Tonga is the eruption of records! With its 146 Megatons of water vapour and gravity waves at sub-ionospheric heights not previously been observed propagating at this speed or over the whole Earth from a single source, it is an eruption event that would probably warm the planet in the next 5 years [1][2].
In January 2022, Hunga Tonga–Hunga Ha’apai erupted, and this rare phenomenon was one of the most explosive volcanic events of the modern era.
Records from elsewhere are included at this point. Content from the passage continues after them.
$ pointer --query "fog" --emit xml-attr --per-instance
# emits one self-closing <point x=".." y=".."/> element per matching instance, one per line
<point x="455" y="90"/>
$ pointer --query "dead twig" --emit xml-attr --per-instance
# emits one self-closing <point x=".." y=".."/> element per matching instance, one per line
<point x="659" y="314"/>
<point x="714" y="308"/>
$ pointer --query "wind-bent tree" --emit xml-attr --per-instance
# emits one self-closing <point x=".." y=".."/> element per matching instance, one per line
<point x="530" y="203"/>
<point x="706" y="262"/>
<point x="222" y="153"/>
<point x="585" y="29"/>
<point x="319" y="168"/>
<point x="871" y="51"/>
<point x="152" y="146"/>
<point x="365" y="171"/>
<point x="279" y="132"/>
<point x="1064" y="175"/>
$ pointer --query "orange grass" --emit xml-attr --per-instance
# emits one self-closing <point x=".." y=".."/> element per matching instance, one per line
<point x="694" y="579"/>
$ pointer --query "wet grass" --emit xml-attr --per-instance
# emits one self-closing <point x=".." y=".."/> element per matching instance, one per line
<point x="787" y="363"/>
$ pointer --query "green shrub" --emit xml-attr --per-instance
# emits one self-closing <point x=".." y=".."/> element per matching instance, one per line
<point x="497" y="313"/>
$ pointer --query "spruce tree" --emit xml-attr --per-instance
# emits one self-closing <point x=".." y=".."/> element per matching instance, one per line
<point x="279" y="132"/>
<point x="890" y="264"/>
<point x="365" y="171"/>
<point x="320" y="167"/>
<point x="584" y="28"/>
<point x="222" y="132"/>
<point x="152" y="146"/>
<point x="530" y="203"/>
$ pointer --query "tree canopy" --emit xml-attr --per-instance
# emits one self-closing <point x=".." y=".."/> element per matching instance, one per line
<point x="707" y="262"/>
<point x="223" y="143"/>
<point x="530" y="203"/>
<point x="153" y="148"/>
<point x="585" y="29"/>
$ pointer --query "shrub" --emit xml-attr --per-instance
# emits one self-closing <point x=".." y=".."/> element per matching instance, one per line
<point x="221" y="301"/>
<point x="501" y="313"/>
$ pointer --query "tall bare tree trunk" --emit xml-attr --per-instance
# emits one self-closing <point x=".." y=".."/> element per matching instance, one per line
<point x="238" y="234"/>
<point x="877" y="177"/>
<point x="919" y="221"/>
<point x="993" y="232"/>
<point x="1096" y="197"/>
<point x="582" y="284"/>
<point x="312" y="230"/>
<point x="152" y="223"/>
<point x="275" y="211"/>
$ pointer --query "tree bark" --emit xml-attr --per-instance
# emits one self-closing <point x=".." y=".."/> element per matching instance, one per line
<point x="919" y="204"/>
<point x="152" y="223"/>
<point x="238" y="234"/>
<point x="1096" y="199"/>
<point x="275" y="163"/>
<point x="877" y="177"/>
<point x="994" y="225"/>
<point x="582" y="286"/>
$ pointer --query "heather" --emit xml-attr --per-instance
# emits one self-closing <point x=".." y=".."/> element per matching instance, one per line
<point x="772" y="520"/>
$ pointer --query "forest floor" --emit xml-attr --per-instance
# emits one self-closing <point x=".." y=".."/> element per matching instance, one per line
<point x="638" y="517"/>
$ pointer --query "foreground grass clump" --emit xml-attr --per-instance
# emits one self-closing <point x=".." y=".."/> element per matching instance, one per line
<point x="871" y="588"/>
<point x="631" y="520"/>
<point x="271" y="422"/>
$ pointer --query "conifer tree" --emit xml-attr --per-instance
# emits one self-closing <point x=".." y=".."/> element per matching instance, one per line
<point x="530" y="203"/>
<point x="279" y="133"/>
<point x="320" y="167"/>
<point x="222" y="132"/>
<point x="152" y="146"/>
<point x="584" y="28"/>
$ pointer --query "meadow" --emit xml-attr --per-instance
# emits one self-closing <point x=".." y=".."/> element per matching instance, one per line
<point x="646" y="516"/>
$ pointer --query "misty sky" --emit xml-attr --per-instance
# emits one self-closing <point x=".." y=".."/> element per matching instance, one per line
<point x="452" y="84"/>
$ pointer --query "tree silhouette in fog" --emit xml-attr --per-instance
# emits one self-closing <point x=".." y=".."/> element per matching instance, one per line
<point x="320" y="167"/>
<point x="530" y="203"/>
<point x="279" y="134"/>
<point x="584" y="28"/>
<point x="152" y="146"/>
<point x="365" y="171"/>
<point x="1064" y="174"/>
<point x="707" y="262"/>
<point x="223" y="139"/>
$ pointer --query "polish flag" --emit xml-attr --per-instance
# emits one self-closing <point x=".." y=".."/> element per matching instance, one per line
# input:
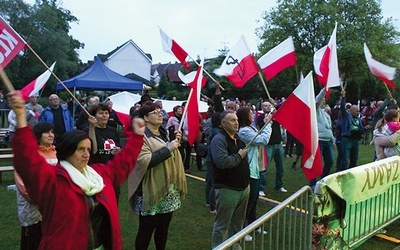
<point x="33" y="87"/>
<point x="326" y="64"/>
<point x="192" y="122"/>
<point x="11" y="43"/>
<point x="189" y="78"/>
<point x="380" y="70"/>
<point x="300" y="106"/>
<point x="172" y="47"/>
<point x="277" y="59"/>
<point x="239" y="66"/>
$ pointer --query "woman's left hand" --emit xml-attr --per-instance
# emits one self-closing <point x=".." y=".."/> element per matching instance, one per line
<point x="139" y="126"/>
<point x="178" y="135"/>
<point x="115" y="150"/>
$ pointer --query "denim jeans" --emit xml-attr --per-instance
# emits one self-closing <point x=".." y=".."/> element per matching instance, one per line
<point x="326" y="149"/>
<point x="350" y="152"/>
<point x="231" y="213"/>
<point x="274" y="152"/>
<point x="339" y="159"/>
<point x="251" y="213"/>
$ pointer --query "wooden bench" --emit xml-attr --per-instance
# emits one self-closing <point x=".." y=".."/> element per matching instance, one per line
<point x="4" y="169"/>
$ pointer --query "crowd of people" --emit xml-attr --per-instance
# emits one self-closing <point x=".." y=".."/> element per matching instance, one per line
<point x="69" y="169"/>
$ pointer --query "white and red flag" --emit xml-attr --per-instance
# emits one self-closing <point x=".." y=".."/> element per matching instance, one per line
<point x="380" y="70"/>
<point x="326" y="64"/>
<point x="277" y="59"/>
<point x="239" y="65"/>
<point x="189" y="78"/>
<point x="33" y="87"/>
<point x="11" y="43"/>
<point x="192" y="119"/>
<point x="172" y="47"/>
<point x="300" y="106"/>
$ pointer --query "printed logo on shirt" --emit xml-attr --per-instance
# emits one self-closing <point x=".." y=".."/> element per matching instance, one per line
<point x="109" y="144"/>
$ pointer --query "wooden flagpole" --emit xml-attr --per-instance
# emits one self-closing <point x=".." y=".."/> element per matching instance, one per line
<point x="259" y="132"/>
<point x="58" y="79"/>
<point x="205" y="71"/>
<point x="265" y="85"/>
<point x="6" y="81"/>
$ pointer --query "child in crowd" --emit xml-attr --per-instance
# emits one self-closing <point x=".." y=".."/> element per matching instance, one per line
<point x="386" y="127"/>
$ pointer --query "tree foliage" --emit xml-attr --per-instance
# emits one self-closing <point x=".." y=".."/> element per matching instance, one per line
<point x="311" y="22"/>
<point x="45" y="27"/>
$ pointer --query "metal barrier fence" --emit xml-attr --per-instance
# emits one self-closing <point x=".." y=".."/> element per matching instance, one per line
<point x="366" y="218"/>
<point x="289" y="226"/>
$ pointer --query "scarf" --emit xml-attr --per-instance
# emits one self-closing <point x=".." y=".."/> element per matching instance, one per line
<point x="89" y="180"/>
<point x="156" y="181"/>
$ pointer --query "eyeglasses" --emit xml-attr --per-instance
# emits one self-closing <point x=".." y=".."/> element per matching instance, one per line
<point x="154" y="112"/>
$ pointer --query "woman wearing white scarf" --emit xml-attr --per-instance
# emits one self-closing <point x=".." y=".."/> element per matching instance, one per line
<point x="77" y="201"/>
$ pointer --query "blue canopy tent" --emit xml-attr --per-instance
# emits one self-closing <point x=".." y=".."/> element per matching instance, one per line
<point x="100" y="77"/>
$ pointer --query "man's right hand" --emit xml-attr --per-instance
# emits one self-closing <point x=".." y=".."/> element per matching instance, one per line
<point x="242" y="152"/>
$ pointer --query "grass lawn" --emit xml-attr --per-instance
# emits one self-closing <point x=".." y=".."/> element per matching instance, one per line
<point x="192" y="224"/>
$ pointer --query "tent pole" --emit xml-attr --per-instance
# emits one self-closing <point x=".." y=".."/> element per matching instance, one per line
<point x="73" y="105"/>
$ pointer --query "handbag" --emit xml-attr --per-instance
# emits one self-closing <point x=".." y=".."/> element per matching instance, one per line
<point x="202" y="150"/>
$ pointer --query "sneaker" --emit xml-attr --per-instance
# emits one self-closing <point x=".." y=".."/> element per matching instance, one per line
<point x="282" y="190"/>
<point x="248" y="238"/>
<point x="263" y="232"/>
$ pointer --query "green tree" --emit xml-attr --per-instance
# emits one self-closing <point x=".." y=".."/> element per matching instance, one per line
<point x="311" y="22"/>
<point x="44" y="26"/>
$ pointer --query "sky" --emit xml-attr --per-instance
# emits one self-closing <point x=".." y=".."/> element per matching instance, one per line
<point x="199" y="27"/>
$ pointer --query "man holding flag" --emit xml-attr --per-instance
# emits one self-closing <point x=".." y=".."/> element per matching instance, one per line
<point x="232" y="178"/>
<point x="34" y="109"/>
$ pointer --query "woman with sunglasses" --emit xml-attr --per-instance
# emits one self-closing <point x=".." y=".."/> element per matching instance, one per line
<point x="157" y="184"/>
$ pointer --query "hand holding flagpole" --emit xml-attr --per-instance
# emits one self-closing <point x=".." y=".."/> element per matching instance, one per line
<point x="205" y="71"/>
<point x="259" y="131"/>
<point x="6" y="81"/>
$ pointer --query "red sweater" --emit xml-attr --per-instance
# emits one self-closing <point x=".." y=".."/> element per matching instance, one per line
<point x="62" y="203"/>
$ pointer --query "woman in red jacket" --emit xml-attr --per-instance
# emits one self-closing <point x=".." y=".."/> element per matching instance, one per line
<point x="77" y="201"/>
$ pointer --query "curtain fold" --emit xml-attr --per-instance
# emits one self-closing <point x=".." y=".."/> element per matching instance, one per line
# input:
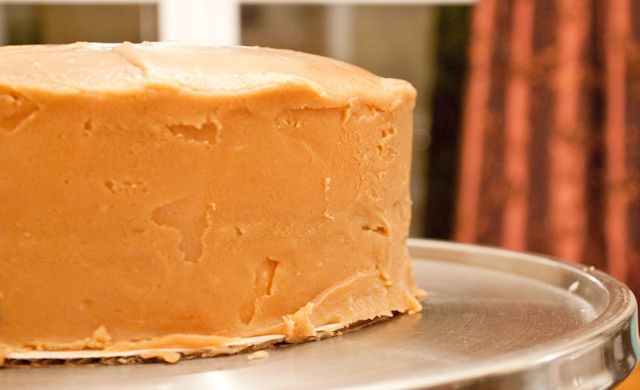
<point x="550" y="153"/>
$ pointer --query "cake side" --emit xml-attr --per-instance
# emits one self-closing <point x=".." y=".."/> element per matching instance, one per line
<point x="153" y="208"/>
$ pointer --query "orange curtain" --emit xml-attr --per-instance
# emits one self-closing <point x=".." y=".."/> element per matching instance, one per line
<point x="551" y="134"/>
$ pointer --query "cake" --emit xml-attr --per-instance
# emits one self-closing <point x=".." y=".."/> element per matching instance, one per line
<point x="174" y="196"/>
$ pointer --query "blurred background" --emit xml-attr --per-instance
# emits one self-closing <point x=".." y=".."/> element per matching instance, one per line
<point x="527" y="125"/>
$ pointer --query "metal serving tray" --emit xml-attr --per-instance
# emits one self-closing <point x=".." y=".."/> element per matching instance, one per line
<point x="493" y="319"/>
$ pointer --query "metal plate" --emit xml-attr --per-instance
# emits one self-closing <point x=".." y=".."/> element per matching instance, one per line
<point x="493" y="319"/>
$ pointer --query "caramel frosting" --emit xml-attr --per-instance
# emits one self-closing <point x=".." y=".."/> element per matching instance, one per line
<point x="165" y="195"/>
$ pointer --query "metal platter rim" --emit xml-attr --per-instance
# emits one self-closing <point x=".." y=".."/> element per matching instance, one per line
<point x="613" y="322"/>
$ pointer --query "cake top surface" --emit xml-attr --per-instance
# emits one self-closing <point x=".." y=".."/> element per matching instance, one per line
<point x="217" y="70"/>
It produced a vertical plume that peaked more than 50 km above the Earth. The initial explosion and subsequent plume triggered atmospheric waves that propagated around the world multiple times.
The produced perturbations in surface pressure, reverberated around the globe for days after the climactic eruption event itself. The emissions of the Tonga eruption were uncommon because of the composition of its stratospheric perturbation: an estimated 0.42 MtSO2 (0.42 Megatons of sulfur dioxide) injection and 146 MtH2O (146 Megatons of water) water vapour injection [1].
This is the largest stratospheric water vapour perturbation observed in the satellite era (a 10–15% increase in the water vapour content of the stratosphere), with a modest accompanying SO2 injection. Most large volcanic eruptions are notable for their negative perturbation on global surface temperatures, since they emit large quantities of SO2, an aerosol particulate which scatters incoming solar radiation.
But in this case his large water vapour perturbation means that Tonga eruption will probably increase the net radiative forcing increasing the chance of the global surface temperature anomaly temporarily.
It is estimated that the radiative response to the Tonga eruption increased the risk that the global mean surface temperature anomaly shortly exceeds 1.5 °C over the next 5 years.
Over this period, Tonga eruption increases the likelihood that we observe our first 1.5 °C year by ~7%.
While this particular eruption produces a measurable change in the probability of imminent 1.5 °C exceedance for any given scenario, human choice still dominate the decadal risk outlook [1].
[1] Tonga eruption increases chance of temporary surface temperature anomaly above 1.5 °C; Stuart Jenkins, Chris Smith, Myles Allen & Roy Grainger – Nature Climate Change | Volume 13 | February 2023 | 127–129.
[2] Surface-to-space atmospheric waves from Hunga Tonga–Hunga Ha’apai eruption; Corwin J. Wright, Neil P. Hindley, M. Alexander, Mathew Barlow, Lars Hoffmann, Cathryn N. Mitchell, Fred Prata, Marie Bouillon, Justin Carstens, Cathy Clerbaux, Scott M. Osprey, Nick Powell, E. Randall & Jia Yue – Nature | Vol 609 | 22 September 2022; 741-759.